『べらぼう』招かれざる客は”蔦重の子供”…唯一無二の存在ではなくなった歌麿の決別【後編】:2ページ目
西村屋が放つ「熱」と「猜疑心」に心揺れる
もやもやした思いを抱きつつも歌麿は、弟子に「自分の作品に似せて絵を描くよう」に申し渡します。お弟子さん「光栄です」と嬉しそうでしたね。
その表情を見て歌麿も、北尾重政(橋本淳)が言っていた「そのほうがあいつら(弟子たち)も喜ぶしな」という言葉が頭に蘇った……そんな感じの表情を浮かべてました。
重政先生のように、自分のこだわりを捨てて蔦重の話に乗ろうと決めたのかもしれません。けれども、そんな時、西村屋(西村まさ彦)が二代目として養子にした鱗形屋の息子万次郎(中村莟玉)を連れて訪れます。

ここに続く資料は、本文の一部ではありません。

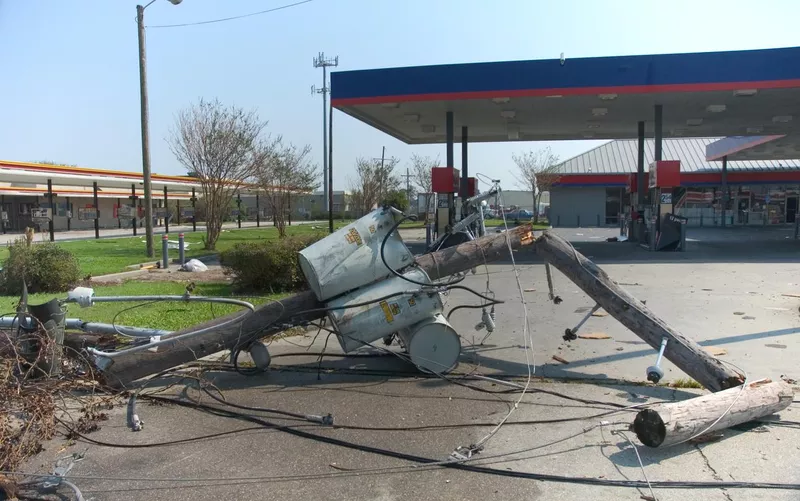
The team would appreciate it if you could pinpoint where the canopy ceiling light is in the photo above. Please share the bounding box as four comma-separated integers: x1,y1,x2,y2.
508,125,519,139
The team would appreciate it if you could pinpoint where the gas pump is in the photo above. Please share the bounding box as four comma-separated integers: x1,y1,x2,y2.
646,160,687,251
431,167,460,238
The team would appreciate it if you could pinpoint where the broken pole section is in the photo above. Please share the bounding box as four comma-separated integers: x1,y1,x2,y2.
98,225,533,387
633,380,794,447
534,231,744,391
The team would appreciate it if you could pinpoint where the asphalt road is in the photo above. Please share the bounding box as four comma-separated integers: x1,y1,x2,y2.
14,229,800,501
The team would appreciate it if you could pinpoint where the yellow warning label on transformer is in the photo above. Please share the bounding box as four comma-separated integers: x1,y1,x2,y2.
378,301,394,323
344,228,364,245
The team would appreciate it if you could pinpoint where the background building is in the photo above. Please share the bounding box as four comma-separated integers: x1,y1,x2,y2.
550,138,800,226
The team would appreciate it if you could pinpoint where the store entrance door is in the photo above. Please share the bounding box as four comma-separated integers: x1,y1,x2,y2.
786,197,797,223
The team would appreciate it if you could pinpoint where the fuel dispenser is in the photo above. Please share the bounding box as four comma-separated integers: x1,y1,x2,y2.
431,167,460,238
645,160,687,251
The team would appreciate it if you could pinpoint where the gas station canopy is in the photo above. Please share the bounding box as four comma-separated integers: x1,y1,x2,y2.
331,47,800,145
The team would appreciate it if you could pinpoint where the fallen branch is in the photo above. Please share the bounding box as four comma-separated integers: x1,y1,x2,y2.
633,381,794,447
101,225,533,387
534,231,743,391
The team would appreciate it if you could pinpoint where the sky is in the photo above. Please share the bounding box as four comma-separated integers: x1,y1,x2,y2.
0,0,800,190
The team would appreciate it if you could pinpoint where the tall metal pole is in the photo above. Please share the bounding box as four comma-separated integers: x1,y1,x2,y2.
92,181,99,238
378,146,386,203
328,97,334,233
134,5,154,257
311,52,339,211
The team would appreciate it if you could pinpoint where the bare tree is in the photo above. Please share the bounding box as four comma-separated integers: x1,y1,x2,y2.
167,99,274,249
350,158,401,215
511,147,560,223
256,141,319,238
411,154,439,224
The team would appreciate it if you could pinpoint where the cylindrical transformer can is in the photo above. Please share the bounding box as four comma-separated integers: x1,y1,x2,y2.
397,313,461,374
327,268,443,353
299,209,414,301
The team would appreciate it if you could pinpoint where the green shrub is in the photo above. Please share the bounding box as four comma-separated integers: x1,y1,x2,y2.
220,235,324,293
0,239,81,295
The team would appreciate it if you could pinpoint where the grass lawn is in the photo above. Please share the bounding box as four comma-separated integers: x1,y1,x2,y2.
0,281,282,330
0,221,346,276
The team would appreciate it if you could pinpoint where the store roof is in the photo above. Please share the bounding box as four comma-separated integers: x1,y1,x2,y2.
331,47,800,144
558,138,800,174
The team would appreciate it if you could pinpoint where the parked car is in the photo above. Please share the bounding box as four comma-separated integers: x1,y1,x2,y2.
506,209,533,221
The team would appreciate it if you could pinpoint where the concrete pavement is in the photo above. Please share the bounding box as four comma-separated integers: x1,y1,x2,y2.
12,229,800,501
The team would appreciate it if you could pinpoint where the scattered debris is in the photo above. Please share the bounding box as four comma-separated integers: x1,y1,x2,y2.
181,259,208,273
689,433,723,444
578,332,611,339
703,346,728,357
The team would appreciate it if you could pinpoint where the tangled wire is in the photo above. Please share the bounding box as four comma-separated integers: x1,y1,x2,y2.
0,324,110,476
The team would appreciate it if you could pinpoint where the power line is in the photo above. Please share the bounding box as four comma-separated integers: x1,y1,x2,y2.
147,0,314,28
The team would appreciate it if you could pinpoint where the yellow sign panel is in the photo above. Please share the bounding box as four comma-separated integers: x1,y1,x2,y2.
378,301,394,323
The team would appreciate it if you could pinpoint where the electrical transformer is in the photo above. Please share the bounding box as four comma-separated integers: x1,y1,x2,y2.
397,313,461,374
299,208,414,301
326,268,443,353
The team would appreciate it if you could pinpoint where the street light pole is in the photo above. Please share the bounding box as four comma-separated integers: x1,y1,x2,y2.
136,0,181,257
136,5,154,257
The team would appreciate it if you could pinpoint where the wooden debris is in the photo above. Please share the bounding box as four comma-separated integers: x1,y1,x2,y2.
633,381,794,447
703,346,728,357
578,332,611,339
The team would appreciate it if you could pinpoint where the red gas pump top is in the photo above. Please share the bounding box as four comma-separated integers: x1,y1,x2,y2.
648,160,681,188
431,167,459,193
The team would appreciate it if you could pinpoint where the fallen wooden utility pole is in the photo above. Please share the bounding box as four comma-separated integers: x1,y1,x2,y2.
633,381,794,447
98,225,533,387
534,232,744,391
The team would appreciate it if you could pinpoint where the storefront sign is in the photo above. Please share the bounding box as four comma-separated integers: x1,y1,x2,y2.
31,209,50,224
78,207,97,221
117,205,136,219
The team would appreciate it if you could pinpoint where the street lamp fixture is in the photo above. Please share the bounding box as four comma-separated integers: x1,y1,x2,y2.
136,0,183,257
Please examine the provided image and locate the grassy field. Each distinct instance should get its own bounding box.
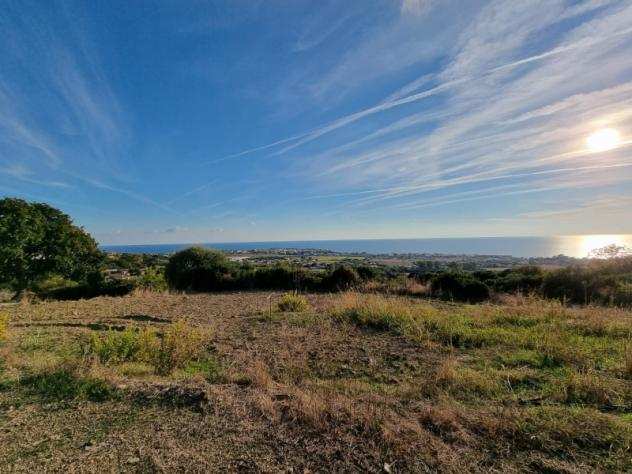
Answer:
[0,293,632,472]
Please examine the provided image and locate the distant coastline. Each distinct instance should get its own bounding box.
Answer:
[101,234,632,258]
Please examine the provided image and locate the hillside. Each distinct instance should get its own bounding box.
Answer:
[0,292,632,472]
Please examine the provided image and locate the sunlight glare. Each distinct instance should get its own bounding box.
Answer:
[586,128,621,153]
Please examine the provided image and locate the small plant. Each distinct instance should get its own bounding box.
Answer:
[154,321,208,375]
[138,268,168,292]
[89,328,149,364]
[277,292,309,313]
[85,321,208,375]
[0,313,9,342]
[20,366,116,402]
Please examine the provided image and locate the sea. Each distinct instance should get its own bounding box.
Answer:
[102,234,632,258]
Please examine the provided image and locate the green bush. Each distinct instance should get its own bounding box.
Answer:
[20,368,116,402]
[84,321,209,375]
[165,247,234,291]
[88,328,158,364]
[0,313,9,342]
[39,280,136,300]
[153,321,208,375]
[137,268,168,291]
[277,293,309,313]
[326,265,361,291]
[431,272,490,303]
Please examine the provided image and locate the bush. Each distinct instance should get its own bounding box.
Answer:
[431,272,489,303]
[20,367,116,402]
[0,313,9,342]
[137,268,167,291]
[89,328,159,364]
[153,321,208,375]
[277,293,309,313]
[39,280,136,300]
[165,247,233,291]
[85,321,208,375]
[326,265,360,291]
[356,265,381,280]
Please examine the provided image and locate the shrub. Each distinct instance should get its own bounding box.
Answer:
[89,328,158,364]
[20,367,116,402]
[40,280,136,300]
[330,292,419,333]
[326,265,360,291]
[85,321,208,375]
[137,267,167,291]
[154,321,208,375]
[165,247,233,291]
[0,313,9,342]
[356,265,380,280]
[431,272,489,303]
[254,265,302,290]
[277,292,309,313]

以前、第七話『好機到来「籬の花」』のとき、まだ子供だった万次郎が登場していたのは覚えていますか。
お上に逮捕されてしまった鱗形屋。西村屋は「鱗形屋に代わり『吉原再見』を出す」という蔦重を邪魔するため、鱗形屋を訪れ妻子の前で細見の板木を売るように迫り、目の前に金をどんどん積み上げました。
そのとき、西村屋に対し「おとっつぁんでないと決められませんから」と、きっぱり断ったのが万次郎でした。「ん?」と驚く西村屋。万次郎の聡明さに、何かを見出したようにもみえました。だから養子に迎えたのだと思います。
歌麿に「絵を描いて欲しい」と頼む西村屋。蔦重との関係があるので受けられないと断る歌麿に、「歌麿の絵の大ファン」だという万次郎が、自分のアイデアを書き溜めた紙を差し出します。
そこには、火消しや鳶職などの江戸の「イケメン」を集めた画集、カラーでは当たり前なのであえて墨だけにした錦絵など、おもしろいアイデアが。歌麿も「これはおもしろい」と思ったようです。
確かに、錦絵は女性ばかりなので、イケメン大特集は売れそうですね。江戸では「男色」も流行っていたそうですし……。
歌麿は、万次郎の「蔦重のところだけでは、画風が狭まってしまうのでは」という言葉と、西村屋の「本来なら、蔦重の紋よりも歌麿先生の名前のほうが上に配置さえるべき。長い付き合いをいいことに、都合よく扱われてるとこもあんじゃございませんかね。」という猜疑心を植え付けるような言葉に影響を受けたようです。
このへんは、ずっと蔦重を恨んでいる西村屋らしい言葉でしたね。
歌麿は「今の自分があるのは蔦重のおかげ」と断ったものの、動揺している様子が見て取れました。